Soldanellen drängen ans Licht.
Soldanellen drängen ans Licht. © zvg

Frühling zum Essen

Jürg Wirth Kaum sind die letzten Schneereste geschmolzen, drängt die Natur wieder ans Licht. Nachfolgend ein kurzer Spaziergang zu den ersten Blühern.

Irgendwann geht jeder Winter zu Ende – ganz sicher. Zwar hat der Kontrast des gleissenden Schneeweiss mit dem satten Himmelblau durchaus etwas für sich, doch mit der Zeit ermüdet dieses Farbspiel dann die Augen doch etwas und die Seele ebenfalls. Schön also, wenn sich wieder zartes Grün ins Farbenspektrum mischt, meist jedoch stark bedrängt von Braun. 

Kommt dazu, dass, wenn man beim Gemüse auf Saisonalität achtet und keine Erd- oder Himbeeren von weiss-ich-nicht-woher kauft, sich die Speisekarte in dieser Zeit ziemlich reduziert und vornehmlich auf lagerbares Wurzelgemüse beschränkt. 

Höchste Zeit also für einen kleinen Spaziergang entlang der neu zum Vorschein gekommenen Frühlingsboten. Dieser kleine Ausflug tut sowohl dem Magen als auch der Seele gut. Vorausgesetzt, man kann die Frühlingsboten einordnen und weiss sie entsprechend zu würdigen oder sogar zu verarbeiten. 

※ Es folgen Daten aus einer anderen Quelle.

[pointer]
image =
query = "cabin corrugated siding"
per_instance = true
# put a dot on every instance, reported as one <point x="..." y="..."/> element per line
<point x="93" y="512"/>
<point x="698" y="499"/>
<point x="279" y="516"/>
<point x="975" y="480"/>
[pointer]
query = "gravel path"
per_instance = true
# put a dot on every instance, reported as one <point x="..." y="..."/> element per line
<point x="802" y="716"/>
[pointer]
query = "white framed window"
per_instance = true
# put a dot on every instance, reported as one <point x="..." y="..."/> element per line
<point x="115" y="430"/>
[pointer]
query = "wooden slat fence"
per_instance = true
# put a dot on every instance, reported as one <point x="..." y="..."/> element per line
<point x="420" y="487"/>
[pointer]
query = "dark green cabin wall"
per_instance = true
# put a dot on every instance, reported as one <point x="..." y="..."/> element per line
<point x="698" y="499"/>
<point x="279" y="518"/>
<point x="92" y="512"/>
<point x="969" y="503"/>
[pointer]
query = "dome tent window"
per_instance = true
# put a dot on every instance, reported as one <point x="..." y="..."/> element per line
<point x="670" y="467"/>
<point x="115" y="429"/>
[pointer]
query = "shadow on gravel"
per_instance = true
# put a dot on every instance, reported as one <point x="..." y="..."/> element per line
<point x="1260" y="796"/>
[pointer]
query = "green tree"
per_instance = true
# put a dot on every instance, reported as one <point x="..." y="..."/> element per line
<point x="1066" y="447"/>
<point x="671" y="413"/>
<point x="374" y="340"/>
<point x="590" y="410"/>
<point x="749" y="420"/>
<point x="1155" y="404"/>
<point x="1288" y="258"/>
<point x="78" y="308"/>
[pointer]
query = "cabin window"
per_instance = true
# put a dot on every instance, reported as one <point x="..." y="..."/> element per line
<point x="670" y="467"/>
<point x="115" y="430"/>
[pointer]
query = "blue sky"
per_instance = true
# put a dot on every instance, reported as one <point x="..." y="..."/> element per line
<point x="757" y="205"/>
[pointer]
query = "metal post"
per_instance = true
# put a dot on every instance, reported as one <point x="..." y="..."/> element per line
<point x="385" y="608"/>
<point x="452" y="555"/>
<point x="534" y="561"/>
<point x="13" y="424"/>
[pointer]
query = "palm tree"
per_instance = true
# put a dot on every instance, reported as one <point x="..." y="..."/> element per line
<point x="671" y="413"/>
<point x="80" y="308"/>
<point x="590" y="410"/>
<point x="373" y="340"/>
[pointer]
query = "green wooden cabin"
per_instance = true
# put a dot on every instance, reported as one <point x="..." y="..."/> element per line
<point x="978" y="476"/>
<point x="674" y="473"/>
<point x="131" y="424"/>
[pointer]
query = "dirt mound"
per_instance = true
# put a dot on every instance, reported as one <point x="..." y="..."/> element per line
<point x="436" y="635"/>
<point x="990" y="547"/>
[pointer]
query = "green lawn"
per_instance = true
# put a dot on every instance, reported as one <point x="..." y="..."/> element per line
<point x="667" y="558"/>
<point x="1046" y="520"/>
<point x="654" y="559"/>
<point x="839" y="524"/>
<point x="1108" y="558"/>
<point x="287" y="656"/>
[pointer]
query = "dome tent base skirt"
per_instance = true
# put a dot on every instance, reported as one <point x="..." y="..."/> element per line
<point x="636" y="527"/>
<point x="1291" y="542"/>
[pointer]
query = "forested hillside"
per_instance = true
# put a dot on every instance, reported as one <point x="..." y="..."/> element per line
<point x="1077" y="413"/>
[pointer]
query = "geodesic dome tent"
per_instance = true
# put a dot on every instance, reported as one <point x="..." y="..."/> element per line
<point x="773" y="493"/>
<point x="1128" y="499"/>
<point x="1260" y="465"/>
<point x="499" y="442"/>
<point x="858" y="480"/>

Kaum grünt es etwas, wagen sich auch andere Tierchen wieder hervor.
Kaum grünt es etwas, wagen sich auch andere Tierchen wieder hervor. © Jürg Wirth

Löwenzahnsalat

Nähern wir uns also einer leicht grünenden Wiese, im Wissen darum, dass die erste Zutat für einen frischen, leicht bitteren Salat garantiert mit dabei ist – der Löwenzahn. Genau, die «Soiblume, Chrottebösche» oder wie sie auch immer heisst, ist nicht nur extrem ausdauernd und auf gut gedüngten Wiesen weit verbreitet, sondern eben auch essbar. Geschmacklich und konsistenziell hält sie dabei mit dem nicht nur auf Pizzen verwendeten Ruccola locker mit. Voraussetzung ist allerdings, dass man nur die jungen, kurzen Blätter pflückt. Ebenfalls von Vorteil ist, wenn man dies auf Wiesen tut, die nicht noch im Herbst gegüllt oder gemistet worden sind. Danach muss man die Blätter nur noch gut waschen, Essig und Öl darangeben und fertig ist der Salat.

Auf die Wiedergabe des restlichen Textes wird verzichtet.